In Figure 12 we see that:
- The blue arrows are not too small (all of them have a length between 0.5 and 1). $\implies$ All original variables have a non-negligible contribution to the PCs
- SepalWidth affects PC1 with a negative coefficient (-0.2693) and PC2 with a positive coefficient (0.9233)

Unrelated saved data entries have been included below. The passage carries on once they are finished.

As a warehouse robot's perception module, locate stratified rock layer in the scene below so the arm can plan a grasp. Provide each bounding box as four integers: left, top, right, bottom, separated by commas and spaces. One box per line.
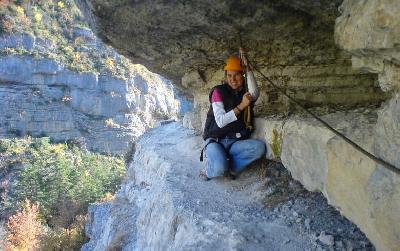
0, 35, 178, 155
78, 0, 400, 250
82, 123, 371, 250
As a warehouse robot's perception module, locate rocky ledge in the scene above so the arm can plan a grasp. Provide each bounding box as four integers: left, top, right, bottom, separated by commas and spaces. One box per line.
82, 123, 373, 250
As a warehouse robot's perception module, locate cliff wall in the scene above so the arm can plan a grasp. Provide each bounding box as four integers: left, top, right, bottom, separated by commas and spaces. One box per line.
72, 0, 400, 250
0, 34, 179, 155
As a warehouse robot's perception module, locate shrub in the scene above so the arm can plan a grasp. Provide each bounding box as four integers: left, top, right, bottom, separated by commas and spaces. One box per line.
6, 138, 125, 227
41, 215, 87, 250
7, 200, 42, 250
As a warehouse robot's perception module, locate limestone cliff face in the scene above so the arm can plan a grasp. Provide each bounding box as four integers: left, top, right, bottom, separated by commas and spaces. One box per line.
77, 0, 400, 250
0, 34, 178, 155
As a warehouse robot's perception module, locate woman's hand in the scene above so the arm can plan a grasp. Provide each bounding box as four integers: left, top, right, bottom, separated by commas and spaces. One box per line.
238, 92, 252, 111
239, 47, 253, 71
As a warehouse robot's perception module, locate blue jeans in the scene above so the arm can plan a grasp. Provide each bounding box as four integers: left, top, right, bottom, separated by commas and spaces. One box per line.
205, 138, 265, 178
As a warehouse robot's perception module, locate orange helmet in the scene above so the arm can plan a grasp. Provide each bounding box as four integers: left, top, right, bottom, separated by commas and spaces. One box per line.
224, 56, 243, 71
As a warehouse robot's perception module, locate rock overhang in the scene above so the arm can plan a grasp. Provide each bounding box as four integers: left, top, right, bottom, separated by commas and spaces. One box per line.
76, 0, 342, 84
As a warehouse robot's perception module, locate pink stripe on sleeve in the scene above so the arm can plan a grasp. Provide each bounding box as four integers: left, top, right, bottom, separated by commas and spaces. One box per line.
211, 90, 223, 103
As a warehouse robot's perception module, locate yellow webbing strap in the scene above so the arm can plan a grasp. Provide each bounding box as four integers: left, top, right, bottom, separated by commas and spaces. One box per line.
244, 106, 253, 130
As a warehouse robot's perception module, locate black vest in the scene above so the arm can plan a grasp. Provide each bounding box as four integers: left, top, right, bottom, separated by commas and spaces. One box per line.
203, 84, 253, 139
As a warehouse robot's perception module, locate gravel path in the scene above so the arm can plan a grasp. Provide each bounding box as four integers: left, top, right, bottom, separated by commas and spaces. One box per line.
83, 120, 374, 250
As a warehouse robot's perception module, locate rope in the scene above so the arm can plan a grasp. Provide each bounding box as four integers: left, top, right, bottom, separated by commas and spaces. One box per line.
244, 56, 400, 174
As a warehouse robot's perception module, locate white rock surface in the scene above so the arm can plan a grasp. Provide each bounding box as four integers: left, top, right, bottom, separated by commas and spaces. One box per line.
0, 46, 179, 155
82, 123, 313, 250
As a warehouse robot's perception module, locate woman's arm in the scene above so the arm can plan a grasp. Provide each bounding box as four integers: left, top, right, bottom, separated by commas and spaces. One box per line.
246, 71, 260, 102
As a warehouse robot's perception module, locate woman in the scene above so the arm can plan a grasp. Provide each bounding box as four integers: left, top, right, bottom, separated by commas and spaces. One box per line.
201, 49, 265, 180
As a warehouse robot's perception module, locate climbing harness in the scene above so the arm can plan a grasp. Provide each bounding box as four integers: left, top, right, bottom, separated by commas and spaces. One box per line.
239, 44, 400, 174
200, 138, 232, 162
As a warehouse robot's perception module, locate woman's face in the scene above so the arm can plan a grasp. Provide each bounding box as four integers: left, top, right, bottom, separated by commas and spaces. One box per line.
226, 71, 244, 90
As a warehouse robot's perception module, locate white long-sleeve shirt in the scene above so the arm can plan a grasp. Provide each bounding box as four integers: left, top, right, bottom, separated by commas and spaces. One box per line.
211, 72, 259, 128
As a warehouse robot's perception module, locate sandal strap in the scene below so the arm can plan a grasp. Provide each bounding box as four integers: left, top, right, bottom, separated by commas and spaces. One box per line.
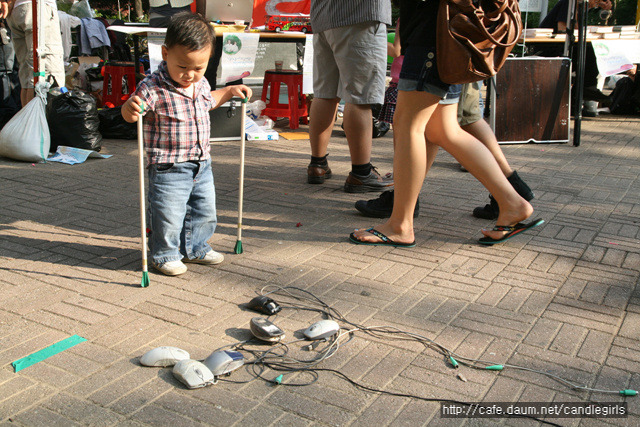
493, 225, 516, 232
367, 227, 391, 243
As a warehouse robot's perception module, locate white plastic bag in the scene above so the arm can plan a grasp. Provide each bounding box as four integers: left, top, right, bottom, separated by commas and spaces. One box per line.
247, 100, 267, 120
0, 92, 51, 162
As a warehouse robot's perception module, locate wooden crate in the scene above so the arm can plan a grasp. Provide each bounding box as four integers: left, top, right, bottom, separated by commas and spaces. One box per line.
491, 57, 571, 144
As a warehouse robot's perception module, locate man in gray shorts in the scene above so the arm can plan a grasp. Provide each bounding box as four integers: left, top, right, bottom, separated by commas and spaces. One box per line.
307, 0, 393, 193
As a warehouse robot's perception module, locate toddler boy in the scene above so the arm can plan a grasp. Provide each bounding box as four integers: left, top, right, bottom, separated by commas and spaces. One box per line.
122, 13, 252, 276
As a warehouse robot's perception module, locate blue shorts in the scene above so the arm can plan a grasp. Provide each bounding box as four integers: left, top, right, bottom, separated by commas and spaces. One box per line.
398, 46, 462, 104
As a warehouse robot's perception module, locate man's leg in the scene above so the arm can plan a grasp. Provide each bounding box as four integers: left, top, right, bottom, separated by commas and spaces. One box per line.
342, 103, 373, 165
307, 98, 340, 184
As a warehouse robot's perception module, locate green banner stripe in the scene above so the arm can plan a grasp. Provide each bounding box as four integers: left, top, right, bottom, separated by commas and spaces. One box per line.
11, 335, 86, 372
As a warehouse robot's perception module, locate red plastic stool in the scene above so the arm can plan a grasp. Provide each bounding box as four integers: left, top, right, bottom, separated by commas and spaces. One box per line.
102, 62, 144, 107
262, 70, 309, 129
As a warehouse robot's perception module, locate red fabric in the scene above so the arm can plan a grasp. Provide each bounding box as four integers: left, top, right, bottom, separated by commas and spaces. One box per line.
253, 0, 311, 27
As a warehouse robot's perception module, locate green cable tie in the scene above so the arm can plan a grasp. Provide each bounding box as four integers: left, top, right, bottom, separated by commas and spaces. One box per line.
11, 335, 86, 372
484, 365, 504, 371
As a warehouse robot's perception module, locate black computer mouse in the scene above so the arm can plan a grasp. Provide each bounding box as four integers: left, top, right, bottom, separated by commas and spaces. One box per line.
247, 295, 282, 316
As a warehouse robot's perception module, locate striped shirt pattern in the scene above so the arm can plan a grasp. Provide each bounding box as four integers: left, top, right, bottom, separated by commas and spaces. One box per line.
311, 0, 391, 33
134, 61, 215, 164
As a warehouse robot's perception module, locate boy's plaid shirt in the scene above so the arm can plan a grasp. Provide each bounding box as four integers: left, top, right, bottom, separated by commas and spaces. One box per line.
133, 61, 215, 164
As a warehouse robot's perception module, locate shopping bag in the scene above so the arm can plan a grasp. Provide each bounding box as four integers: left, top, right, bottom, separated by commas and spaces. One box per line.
0, 91, 51, 162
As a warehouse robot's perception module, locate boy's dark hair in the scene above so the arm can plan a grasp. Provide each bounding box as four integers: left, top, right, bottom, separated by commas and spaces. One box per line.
164, 12, 216, 52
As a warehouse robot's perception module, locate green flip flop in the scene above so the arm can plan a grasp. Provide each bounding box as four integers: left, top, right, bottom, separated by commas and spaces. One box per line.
478, 218, 544, 245
349, 227, 416, 248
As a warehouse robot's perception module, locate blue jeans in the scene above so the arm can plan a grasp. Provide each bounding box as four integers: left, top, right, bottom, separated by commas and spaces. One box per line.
148, 160, 218, 264
398, 46, 462, 104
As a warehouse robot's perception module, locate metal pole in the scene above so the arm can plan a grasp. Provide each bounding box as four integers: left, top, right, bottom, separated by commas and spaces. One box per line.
573, 0, 588, 147
31, 0, 40, 87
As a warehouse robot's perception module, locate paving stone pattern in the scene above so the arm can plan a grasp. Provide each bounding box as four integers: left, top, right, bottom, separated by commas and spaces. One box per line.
0, 116, 640, 426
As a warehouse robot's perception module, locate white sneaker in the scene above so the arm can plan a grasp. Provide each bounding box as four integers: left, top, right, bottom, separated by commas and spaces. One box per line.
184, 249, 224, 265
151, 260, 187, 276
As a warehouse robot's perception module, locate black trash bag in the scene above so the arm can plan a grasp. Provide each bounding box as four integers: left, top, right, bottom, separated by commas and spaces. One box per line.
47, 91, 102, 152
98, 106, 138, 139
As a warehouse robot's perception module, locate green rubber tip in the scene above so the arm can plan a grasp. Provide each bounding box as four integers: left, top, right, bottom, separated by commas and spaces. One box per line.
484, 365, 504, 371
140, 271, 149, 288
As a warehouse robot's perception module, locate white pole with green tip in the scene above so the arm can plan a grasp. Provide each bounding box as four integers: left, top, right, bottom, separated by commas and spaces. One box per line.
138, 105, 149, 288
234, 98, 249, 254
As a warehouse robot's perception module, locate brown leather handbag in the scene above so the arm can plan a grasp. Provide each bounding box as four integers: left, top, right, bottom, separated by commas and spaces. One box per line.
436, 0, 522, 84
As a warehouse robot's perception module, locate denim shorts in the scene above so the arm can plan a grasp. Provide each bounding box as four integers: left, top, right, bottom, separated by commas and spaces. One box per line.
398, 46, 461, 104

- SepalLength affects both PC1 and PC2 with a positive coefficient
- PetalLength and PetalWidth do not affect PC2 too significantly
For completeness, here is the biplot with PC3 and PC4:
Figure 13. Biplot with PC3 and PC4.
Note: An important note is that the covariance between two PCs is zero.
4.6. MATLAB code
First, we load the data
set(0, 'DefaultTextFontSize',12)
set(0, 'DefaultAxesFontSize', 14)
load fisheriris
Z = zscore(meas);
Then, compute the PCA
[coefs,scores, lat] = pca(Z);
Correlogram:
for i=1:4
idx = 5*i-4;
subplot(4, 4, idx);
histogram(Z(:, i));
for j=1:4-i
subplot(4, 4, idx+j);
plot(Z(:, i), Z(:, i+j), 'o')
end
end
Plot the eigenvalues of the PCs
plot([1, 2, 3, 4],lat, '-o', 'linewidth', 2, 'Color', [0.8, 0.3, 0.3])
xticks([1, 2, 3, 4])
xticklabels({'PC1','PC2','PC3','PC4'})
ylabel('Eigenvalue')
xlabel('Principal component')
Biplot:
figure('Units','normalized','Position',[0.3 0.3 0.3 0.5])
variables = {'SepalLength','SepalWidth','PetalLength','PetalWidth'};
biplot(coefs(:,1:2),'Scores',scores(:,1:2),...
'VarLabels',variables,...
'Marker','o', 'linewidth', 1.5);
xlim([-1 1]); ylim([-1 1]);
5. Relationship to SVD
PCA is related to the singular value decomposition (SVD) of the data matrix $X$,
$$X = USV^\intercal.$$
We can see that
$$X^\intercal X = VS^\intercal U^\intercal U S V^\intercal = V(S^\intercal S) V^\intercal.$$
The matrix $S^\intercal S$ is square and diagonal and the columns of $V$ are the eigenvectors of $X^{\intercal} X$. This means that $V = W$ (the PCA transformation).
The PCs are given by
$$\widetilde{X} = XW = XV = US.$$
This is a form of polar decomposition of $X$.